Dagr should support task args with spaces and special characters

Closed this issue · 3 comments

This does not go well:

java -Xmx1g -jar target/scala-2.11/dagr-0.1.0-SNAPSHOT.jar \ 
  --config=./resources/application.conf \
  DnaResequencingFromFastqPipeline \
  --fastq1 r1.fq.gz \
  --fastq2 r2.fq.gz \
  --ref /Work/refseq/hs38DH/hs38DH.fa \
  -s 'My Stupid Sample' \
  -l 'Foo*Bar' \
  -p Nope\! \
  --tmp /tmp \
  -o ./breakage

It generates a script that contains the following:

run () {
  java -Dsamjdk.buffer_size=131072 -XX:GCTimeLimit=50 -XX:GCHeapFreeLimit=10 -Xmx4096m -jar /Work/dgx/packages/picard/picard.jar FastqToSam VALIDATION_STRINGENCY=SILENT CREATE_INDEX=true F1=/Work/dgx/data/test/r1.fq.gz F2=/Work/dgx/data/test/r2.fq.gz O=/dev/stdout SM=My Stupid Sample PL=ILLUMINA PU=Nope! LB=Foo*Bar STRIP_UNPAIRED_MATE_NUMBER=true SO=queryname \
    |  java -Dsamjdk.buffer_size=131072 -XX:GCTimeLimit=50 -XX:GCHeapFreeLimit=10 -Xmx1024m -jar /Work/dgx/packages/picard/picard.jar FifoBuffer VALIDATION_STRINGENCY=SILENT CREATE_INDEX=true BUFFER_SIZE=536870912 \
    |  java -Dsamjdk.buffer_size=131072 -XX:GCTimeLimit=50 -XX:GCHeapFreeLimit=10 -Xmx1024m -jar /Work/dgx/packages/picard/picard.jar MarkIlluminaAdapters VALIDATION_STRINGENCY=SILENT CREATE_INDEX=true I=/dev/stdin O=/tmp/unmapped.4895479567643351291.bam M=/Work/dgx/data/test/breakage/Foo*Bar.adapter_metrics.txt
}

To fix this we'll need to do two things:

  1. Change the code that builds up the script to either quote and escape every single argument (ugly), or detect which arguments need quoting/escaping and apply it just to those (more work, but a lot less ugly)
  2. Move the code that gloms together the args for all the tasks in a PipeChain out of PipeChain and into code that builds the scripts for execution (so as not to erroneously escape out the pipe characters).

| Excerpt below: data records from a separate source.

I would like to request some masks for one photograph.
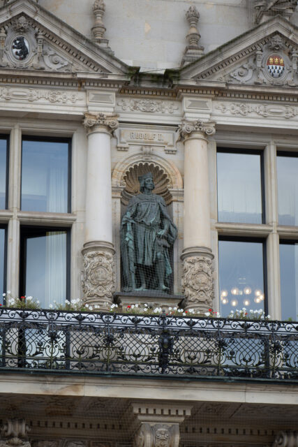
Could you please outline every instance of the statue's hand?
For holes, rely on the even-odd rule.
[[[163,236],[165,236],[166,233],[167,233],[166,230],[160,230],[159,231],[157,232],[157,235],[159,237],[163,237]]]

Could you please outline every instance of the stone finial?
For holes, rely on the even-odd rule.
[[[105,5],[103,0],[95,0],[93,5],[93,13],[95,17],[95,24],[92,27],[93,41],[99,46],[105,48],[110,53],[114,54],[109,47],[109,41],[104,38],[106,28],[103,22],[103,15],[105,11]]]
[[[297,6],[297,0],[255,0],[255,23],[260,24],[278,14],[290,20]]]
[[[201,36],[198,31],[198,22],[200,13],[195,6],[190,6],[186,11],[186,19],[189,23],[189,30],[186,36],[188,43],[184,50],[181,63],[181,66],[195,61],[200,57],[204,52],[204,47],[199,45]]]

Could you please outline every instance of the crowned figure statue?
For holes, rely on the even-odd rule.
[[[177,229],[163,197],[154,194],[151,173],[138,177],[140,193],[129,201],[121,228],[124,291],[170,291],[170,251]]]

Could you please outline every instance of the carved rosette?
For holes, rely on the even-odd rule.
[[[115,277],[112,254],[105,249],[84,249],[82,288],[84,301],[97,304],[101,308],[105,303],[112,304]]]
[[[179,126],[180,138],[188,138],[194,133],[200,133],[204,137],[211,136],[215,133],[215,124],[214,122],[203,122],[199,119],[198,121],[185,119]]]
[[[298,431],[280,432],[273,447],[298,447]]]
[[[104,113],[98,113],[96,115],[87,113],[83,124],[88,133],[96,131],[96,128],[103,127],[106,131],[112,135],[114,131],[119,126],[118,115],[109,115]]]
[[[135,447],[179,447],[178,424],[142,424],[135,439]]]
[[[206,312],[214,298],[212,255],[195,255],[183,259],[182,292],[185,308]]]

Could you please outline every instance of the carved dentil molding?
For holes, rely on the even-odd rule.
[[[298,431],[280,432],[273,447],[298,447]]]
[[[179,126],[179,131],[181,138],[187,138],[193,133],[199,132],[204,136],[211,136],[215,133],[215,125],[214,122],[203,122],[200,120],[188,121],[185,119]]]
[[[191,256],[183,260],[182,292],[185,307],[202,312],[212,306],[214,298],[212,259],[205,255]]]
[[[179,425],[142,424],[135,439],[135,447],[179,447]]]
[[[104,113],[91,115],[87,113],[84,119],[84,126],[87,133],[91,133],[96,127],[104,127],[105,131],[112,134],[119,126],[118,115],[108,115]]]
[[[84,249],[82,288],[87,302],[112,302],[115,277],[113,256],[107,250]]]

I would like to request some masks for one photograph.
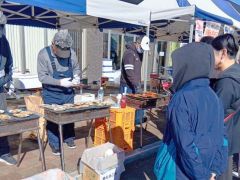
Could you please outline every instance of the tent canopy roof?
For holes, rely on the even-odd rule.
[[[98,17],[147,26],[150,10],[120,0],[9,0],[0,10],[9,24],[46,28],[98,26]]]

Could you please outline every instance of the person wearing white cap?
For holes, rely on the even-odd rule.
[[[6,110],[6,95],[4,85],[12,80],[12,54],[6,36],[4,35],[4,26],[7,23],[6,16],[0,11],[0,109]],[[10,148],[7,137],[0,137],[0,162],[7,165],[15,165],[17,161],[10,154]]]
[[[74,85],[80,84],[80,68],[75,52],[71,49],[73,40],[67,30],[60,30],[52,45],[38,54],[38,78],[42,83],[42,97],[45,104],[66,104],[74,102]],[[60,155],[58,126],[47,121],[49,145],[54,155]],[[63,126],[64,142],[69,148],[74,143],[74,124]]]
[[[127,44],[123,54],[120,92],[125,87],[128,93],[138,93],[141,89],[141,68],[143,52],[149,50],[149,38],[138,38],[136,42]]]

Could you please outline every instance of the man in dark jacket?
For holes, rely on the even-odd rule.
[[[127,87],[128,93],[137,93],[141,88],[142,53],[140,41],[126,45],[126,51],[122,59],[120,80],[122,93],[124,92],[124,87]]]
[[[163,143],[168,153],[175,153],[163,154],[173,159],[166,160],[164,170],[165,162],[156,161],[155,174],[158,179],[212,180],[225,171],[228,149],[223,107],[209,86],[213,50],[205,43],[191,43],[175,50],[172,60],[174,95]]]
[[[0,12],[0,109],[2,110],[7,109],[6,95],[3,92],[3,86],[12,79],[13,65],[9,43],[3,34],[6,21],[6,17]],[[4,162],[7,165],[14,165],[17,162],[9,152],[10,149],[7,137],[0,137],[0,162]]]
[[[215,49],[215,66],[219,76],[214,90],[223,102],[225,118],[240,107],[240,65],[235,58],[238,45],[231,34],[218,36],[212,42]],[[222,179],[232,177],[232,155],[240,152],[240,113],[225,122],[229,141],[229,167]]]

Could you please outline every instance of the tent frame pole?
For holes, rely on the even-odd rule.
[[[150,12],[150,24],[147,26],[147,32],[146,36],[149,38],[150,34],[150,26],[151,26],[151,12]],[[147,75],[148,75],[148,51],[144,51],[144,64],[145,64],[145,70],[144,70],[144,86],[143,91],[147,91]]]
[[[193,17],[191,19],[191,25],[190,25],[189,43],[193,42],[194,26],[195,26],[195,18]]]

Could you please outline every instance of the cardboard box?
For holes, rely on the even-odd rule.
[[[120,179],[120,173],[117,172],[117,168],[112,168],[106,172],[99,173],[94,171],[88,166],[83,168],[83,180],[116,180]]]

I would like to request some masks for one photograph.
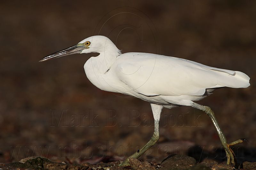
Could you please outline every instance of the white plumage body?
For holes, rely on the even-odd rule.
[[[250,85],[250,78],[240,71],[152,54],[124,53],[115,56],[112,64],[105,61],[102,67],[106,57],[101,55],[91,57],[84,64],[90,81],[102,90],[151,102],[187,105],[185,100],[201,100],[216,88]]]
[[[40,61],[76,53],[97,52],[84,65],[90,81],[105,91],[132,96],[150,102],[155,120],[154,133],[141,150],[120,165],[129,165],[131,158],[138,158],[159,138],[159,121],[163,107],[171,108],[190,106],[205,112],[217,130],[227,157],[227,164],[234,163],[234,152],[228,144],[214,116],[208,106],[193,101],[199,100],[216,88],[224,87],[246,88],[250,78],[237,71],[212,67],[184,59],[142,53],[121,51],[108,38],[97,35],[88,38],[77,44],[56,52]],[[239,139],[233,145],[244,140]]]

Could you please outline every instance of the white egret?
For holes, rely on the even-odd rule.
[[[182,106],[202,110],[210,117],[226,152],[227,163],[234,163],[234,152],[230,146],[242,142],[243,139],[228,143],[211,108],[194,101],[203,99],[218,88],[248,87],[250,78],[246,74],[173,57],[137,52],[122,54],[110,40],[99,35],[86,38],[39,61],[92,52],[100,54],[89,59],[84,68],[92,84],[102,90],[132,96],[151,103],[155,119],[153,135],[146,145],[121,165],[128,165],[130,158],[138,158],[158,140],[163,107]]]

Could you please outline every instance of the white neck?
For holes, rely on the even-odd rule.
[[[114,45],[106,47],[104,51],[98,52],[100,55],[93,58],[98,66],[99,71],[102,74],[105,73],[110,69],[116,58],[122,54]]]

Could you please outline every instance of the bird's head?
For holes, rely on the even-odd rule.
[[[108,37],[95,35],[86,38],[74,46],[46,56],[39,61],[46,61],[74,54],[101,53],[110,51],[121,54],[120,50]]]

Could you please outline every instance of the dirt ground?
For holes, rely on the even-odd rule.
[[[86,77],[84,63],[97,54],[38,62],[100,34],[123,53],[156,53],[248,75],[248,88],[223,88],[198,102],[212,109],[228,142],[248,140],[234,148],[236,168],[254,168],[255,12],[256,1],[249,0],[1,1],[0,166],[117,169],[149,139],[149,103],[101,91]],[[160,132],[158,142],[126,169],[233,167],[225,166],[216,130],[199,110],[164,109]],[[163,161],[176,154],[193,162]],[[8,164],[29,157],[47,159],[39,158],[41,168],[32,161]]]

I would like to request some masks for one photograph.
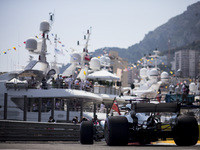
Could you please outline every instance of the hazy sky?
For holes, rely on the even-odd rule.
[[[58,62],[67,64],[71,48],[82,51],[83,37],[90,27],[89,51],[103,47],[128,48],[197,1],[0,0],[0,72],[19,69],[19,66],[28,63],[29,53],[23,42],[29,37],[40,37],[40,22],[49,19],[49,12],[55,11],[55,21],[49,34],[51,42],[51,34],[57,34],[61,41],[58,48],[69,51],[58,55]],[[80,46],[76,45],[78,40]],[[54,45],[50,45],[49,41],[47,44],[48,61],[53,61]]]

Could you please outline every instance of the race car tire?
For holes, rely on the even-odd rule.
[[[81,144],[93,144],[93,123],[92,121],[82,121],[80,125]]]
[[[111,116],[106,119],[104,137],[107,145],[127,145],[129,136],[128,120],[123,116]]]
[[[183,115],[178,117],[177,124],[173,128],[174,142],[178,146],[192,146],[198,141],[199,128],[197,120],[193,116]]]

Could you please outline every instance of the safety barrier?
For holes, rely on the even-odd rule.
[[[78,141],[79,125],[0,120],[0,141]]]

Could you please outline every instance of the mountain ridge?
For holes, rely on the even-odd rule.
[[[200,2],[187,7],[182,14],[169,19],[155,30],[148,32],[145,37],[134,45],[126,48],[108,47],[107,51],[117,51],[119,56],[134,63],[144,54],[152,53],[155,48],[159,51],[176,49],[200,40]],[[93,56],[100,56],[102,49],[97,49]]]

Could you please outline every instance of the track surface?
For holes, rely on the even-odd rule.
[[[38,142],[38,141],[11,141],[0,142],[0,149],[12,150],[35,150],[35,149],[48,149],[48,150],[200,150],[200,143],[195,146],[178,147],[173,142],[160,142],[150,145],[137,145],[129,144],[127,146],[107,146],[104,141],[95,142],[93,145],[81,145],[79,142]]]

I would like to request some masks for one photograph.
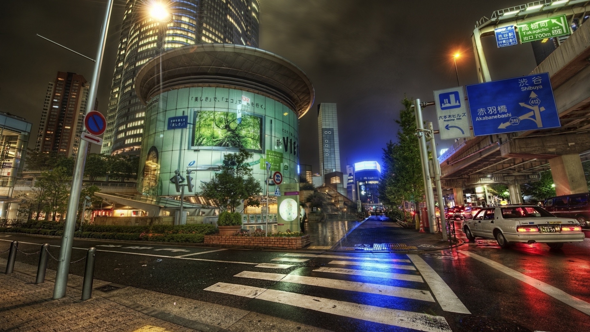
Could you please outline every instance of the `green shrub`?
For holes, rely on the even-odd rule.
[[[166,236],[166,242],[188,242],[200,243],[205,240],[202,234],[169,234]]]
[[[241,226],[242,215],[237,212],[224,211],[219,214],[217,226]]]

This is a nice (though I think, incomplete since it misses backticks) reference. I think this amounts to detecting any of these characters in a string, and if present then:

  1. Escape single quotes in the string to \'
  2. Wrap the string in single quotes
nh13 commented

@tfenne is this done?

Yup.